Unite Wales regional officer Richard Munn said: “Ambulance workers across Wales have had enough. They are not willing to sit back and see the vital lifesaving service that they provide continue to be driven into the ground.
"The stress on our members builds every day. Another below inflation pay rise is the final straw. Devaluing pay every year whilst the ambulance service staff are faced with more and more pressure has resulted in the current strike action.
"This strike is overwhelmingly the will of our members and we need the Welsh and UK Governments to take this incredibly seriously."We accept that Welsh Government have a desire to resolve this dispute but their current proposals are clearly not enough to end this dispute."
Richard Munn said striking was "a last resort" but staff feel they have "no other option"

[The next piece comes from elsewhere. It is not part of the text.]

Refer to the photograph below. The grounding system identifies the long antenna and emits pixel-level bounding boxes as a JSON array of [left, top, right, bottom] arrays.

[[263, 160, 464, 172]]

Speaking to ITV Wales in December, Health Minister Eluned Morgan said: "We are in a situation in Wales where we are dependent on the money that's given to us by the UK Government.
"We're a poorer, sicker and an older population than they have in England and that should be reflected in the amount of money that we get.
"We need some more money in order to increase any pay offer that we could give to NHS workers."
Ambulance workers have announced further strikes on 6 February, 20 February, 6 March and 20 March.
The walk-out on 6 February will be the first co-ordinated day of action as paramedics, emergency care assistants, call handlers and other ambulance staff strike alongside more than a thousand nurses who are part of the Royal College of Nursing (RCN).